In your community, encourage businesses to reduce plastic packaging and offer discounts for reusable options. Preventing waste before it reaches oceans is the best long-term solution. Grassroots advocacy starts conversation and sparks change locally.
Writing reviews highlighting plastic reduction efforts made by brands reinforces corporate commitments and investments in solutions like the Bownet Barrier. Consumer voices help steer business decisions toward sustainability.
Where possible, participate in beach or river cleanup efforts to stop plastic from reaching the ocean. Community-led initiatives raise local awareness while removing existing debris. Every bit helps reduce what may eventually need capturing.
Talking to family and friends about the Bownet Barrier and the plastic crisis facing our oceans multiplies awareness exponentially. Share solutions happening around the world like the Bownet Barrier to inspire hope and action.
The crisis of plastic pollution can seem daunting, but innovations like the Bownet Barrier demonstrate we can clean up our mess. As concerned citizens, our individual choices, voices, and actions collectively influence change.
Perfecting technologies like the Bownet Barrier takes time, funds, and public backers. We can all contribute in small ways to clear plastics from ocean ecosystems worldwide.
Support takes many forms – political advocacy, consumer choices, volunteer work, donations – but it all fuels momentum. The Bownet Barrier needs engaged citizens to realize its full potential cleaning our seas.

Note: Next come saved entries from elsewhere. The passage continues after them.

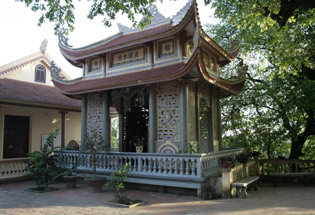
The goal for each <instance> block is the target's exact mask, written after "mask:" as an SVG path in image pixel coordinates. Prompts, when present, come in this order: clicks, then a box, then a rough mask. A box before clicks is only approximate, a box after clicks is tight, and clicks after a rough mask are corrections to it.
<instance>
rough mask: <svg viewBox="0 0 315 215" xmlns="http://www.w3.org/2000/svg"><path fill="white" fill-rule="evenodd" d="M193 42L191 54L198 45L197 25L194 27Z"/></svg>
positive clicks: (198, 37)
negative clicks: (195, 27)
mask: <svg viewBox="0 0 315 215" xmlns="http://www.w3.org/2000/svg"><path fill="white" fill-rule="evenodd" d="M193 42H194V48H193V50H192V53H193V52H194V51H195V50H196V48H197V47H198V44H199V23H197V25H196V30H195V33H194V36H193Z"/></svg>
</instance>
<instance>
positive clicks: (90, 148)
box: [80, 130, 107, 178]
mask: <svg viewBox="0 0 315 215" xmlns="http://www.w3.org/2000/svg"><path fill="white" fill-rule="evenodd" d="M105 150H107V148H106V146H105V141H104V140H103V137H102V135H100V134H98V133H97V132H96V131H95V130H93V131H92V134H91V135H88V136H87V137H86V138H85V140H84V142H83V143H82V144H81V149H80V152H82V153H90V154H91V159H90V162H91V163H92V166H93V174H94V178H96V162H97V157H96V155H97V154H98V153H100V152H103V151H105Z"/></svg>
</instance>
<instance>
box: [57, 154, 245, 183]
mask: <svg viewBox="0 0 315 215" xmlns="http://www.w3.org/2000/svg"><path fill="white" fill-rule="evenodd" d="M241 152H242V149H232V150H224V151H220V152H214V153H203V154H159V153H128V152H104V153H99V154H97V155H96V159H97V162H96V171H97V172H98V173H112V172H115V171H117V170H119V169H121V168H122V167H123V166H124V165H125V164H127V163H128V164H129V174H132V175H146V176H152V177H154V176H167V177H172V178H185V179H201V178H203V177H205V176H208V175H211V174H214V173H216V172H218V171H220V169H221V166H220V165H219V159H221V158H222V157H230V156H235V155H237V154H239V153H241ZM55 154H56V156H57V158H58V159H59V161H60V162H59V167H61V168H71V167H72V166H73V165H74V164H75V163H77V169H78V170H92V163H91V160H92V158H91V155H90V154H87V153H79V152H78V151H60V152H57V153H55Z"/></svg>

Does the Bownet Barrier solve the whole plastic pandemic? No. But it provides hope we can correct past wrongs through human ingenuity. Our oceans connect and sustain us all. With public support, this new barrier technology can help restore that vitality.
Get informed, spread awareness, advocate politically, mobilize community – every voice and action combining to support innovations like the Bownet Barrier count. Small individual acts stack up to large-scale change.
The health of our shared oceans affects us globally, whether inland or coastal. Technological breakthroughs like the Bownet Barrier deserve all our help to maximize positive impact.
Supporting this technology means supporting the restoration of fragile aquatic habitats, marine life resurgence, climate regulation, indigenous communities and future generations – all who rely on thriving oceans.
Our oceans gave life to all Earthly beings. With promising innovations like the Bownet Barrier, we now have an opportunity to return the favor through our individual and collective support worldwide.